Эта строчка задела каждую женщину, которая когда-либо предлагала своё пульсирующее маленькое сердце человеку. Потому что у всех нас есть кто-то, кто напоминает нам о том, как жалит любовь. Эта безответная любовь, которая ускользает сквозь пальцы, как песок. Вторая строка книги немного обескураживает. Именно поэтому их глаза продолжали следовать за следами моих слов. Я сеяла крошки хлеба для катастрофы, которая должна была грянуть.

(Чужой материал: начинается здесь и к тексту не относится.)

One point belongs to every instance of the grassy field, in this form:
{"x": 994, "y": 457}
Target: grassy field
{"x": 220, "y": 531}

«Держись, нахрен, подальше от меня».

Я написала книгу только потому, что он написал свою для меня. Вполне справедливо. Большинство людей переписываются или разговаривают по телефону, или посылают письма по электронной почте. Мой любимый и я написали друг другу книги. Эй! Вот сто тысяч слов о том «Почему, чёрт возьми, мы разбежались?» В конце концов, это Ник сделал меня калекой, украл мою веру. И, вскоре после того, как я получила судебный приказ против Айзека, решила, что эту историю стоит рассказать.

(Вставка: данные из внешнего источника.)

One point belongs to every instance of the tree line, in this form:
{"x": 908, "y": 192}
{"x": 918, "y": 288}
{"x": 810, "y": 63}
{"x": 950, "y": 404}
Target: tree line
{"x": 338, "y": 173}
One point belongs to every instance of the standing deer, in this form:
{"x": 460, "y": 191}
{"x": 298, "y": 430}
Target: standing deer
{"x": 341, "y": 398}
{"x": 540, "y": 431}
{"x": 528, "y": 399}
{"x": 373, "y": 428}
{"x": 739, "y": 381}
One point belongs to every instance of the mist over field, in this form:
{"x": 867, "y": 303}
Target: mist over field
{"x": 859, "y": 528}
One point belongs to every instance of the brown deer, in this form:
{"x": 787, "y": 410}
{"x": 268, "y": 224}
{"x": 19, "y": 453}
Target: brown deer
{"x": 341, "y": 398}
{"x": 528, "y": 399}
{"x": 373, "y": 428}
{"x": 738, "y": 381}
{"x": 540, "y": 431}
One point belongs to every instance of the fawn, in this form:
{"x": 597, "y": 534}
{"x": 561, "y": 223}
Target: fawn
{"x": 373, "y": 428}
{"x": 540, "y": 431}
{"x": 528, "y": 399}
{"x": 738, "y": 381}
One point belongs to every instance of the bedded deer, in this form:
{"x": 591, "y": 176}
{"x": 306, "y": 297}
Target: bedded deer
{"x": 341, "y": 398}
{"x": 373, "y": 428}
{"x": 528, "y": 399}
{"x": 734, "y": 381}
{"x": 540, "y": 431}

Когда мы расстались, это был его выбор. Ник любил любить меня. Я была другой, и он ценил это. Думаю, что заставила его чувствовать себя творцом, потому что он не знал, что такое страдать, пока я не вошла в его жизнь. Но Ник меня не понял. Он пытался изменить меня. И это нас уничтожило. А потом Айзек прочитал мне эту книгу, сидя на краю моей больничной кровати, а моя грудь почивала где-то в контейнере медицинских отходов. Внезапно я услышала мысли Ника, видя себя такой, какой он увидел меня, и слышала, как он зовёт меня.

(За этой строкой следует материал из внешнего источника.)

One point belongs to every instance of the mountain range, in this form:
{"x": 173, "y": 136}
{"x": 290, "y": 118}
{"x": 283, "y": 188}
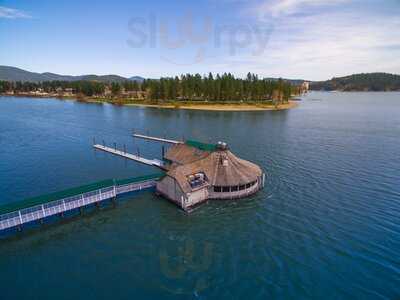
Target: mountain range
{"x": 8, "y": 73}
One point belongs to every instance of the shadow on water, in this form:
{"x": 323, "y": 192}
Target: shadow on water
{"x": 327, "y": 219}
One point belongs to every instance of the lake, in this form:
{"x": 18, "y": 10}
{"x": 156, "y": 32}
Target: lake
{"x": 327, "y": 224}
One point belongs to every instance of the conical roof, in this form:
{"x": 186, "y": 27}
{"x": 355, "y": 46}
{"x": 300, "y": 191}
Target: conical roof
{"x": 221, "y": 167}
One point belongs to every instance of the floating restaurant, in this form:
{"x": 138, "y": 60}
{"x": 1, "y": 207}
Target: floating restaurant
{"x": 197, "y": 172}
{"x": 192, "y": 173}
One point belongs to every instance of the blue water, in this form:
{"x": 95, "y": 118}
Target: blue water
{"x": 327, "y": 224}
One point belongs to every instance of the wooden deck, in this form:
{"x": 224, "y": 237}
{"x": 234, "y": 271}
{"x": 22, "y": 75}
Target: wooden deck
{"x": 38, "y": 212}
{"x": 157, "y": 139}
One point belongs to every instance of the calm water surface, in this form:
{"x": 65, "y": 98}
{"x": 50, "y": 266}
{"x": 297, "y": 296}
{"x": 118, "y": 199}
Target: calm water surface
{"x": 327, "y": 224}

Ник Ниссли был совершенным. Совершенный снаружи, совершенный в недостатках, совершенный во всём, что говорил. Его жизнь была грациозной и его слова были изящно остры во всех смыслах, письменном и разговорном. Но он не подразумевал ни одно из них. И это было самым большим разочарованием. Ниссли был самозванцем, который пытался понять, каково это — жить. И он нашёл меня, когда я смотрела на озеро, и поймал. Потому что меня окутывала пелена тьмы, а Ник отчаянно хотел понять, на что это похоже. На некоторое время я была очарована. Тем, что кто-то, настолько одарённый, был заинтересован во мне. Я думала, что, будучи с ним, заражусь его талантом.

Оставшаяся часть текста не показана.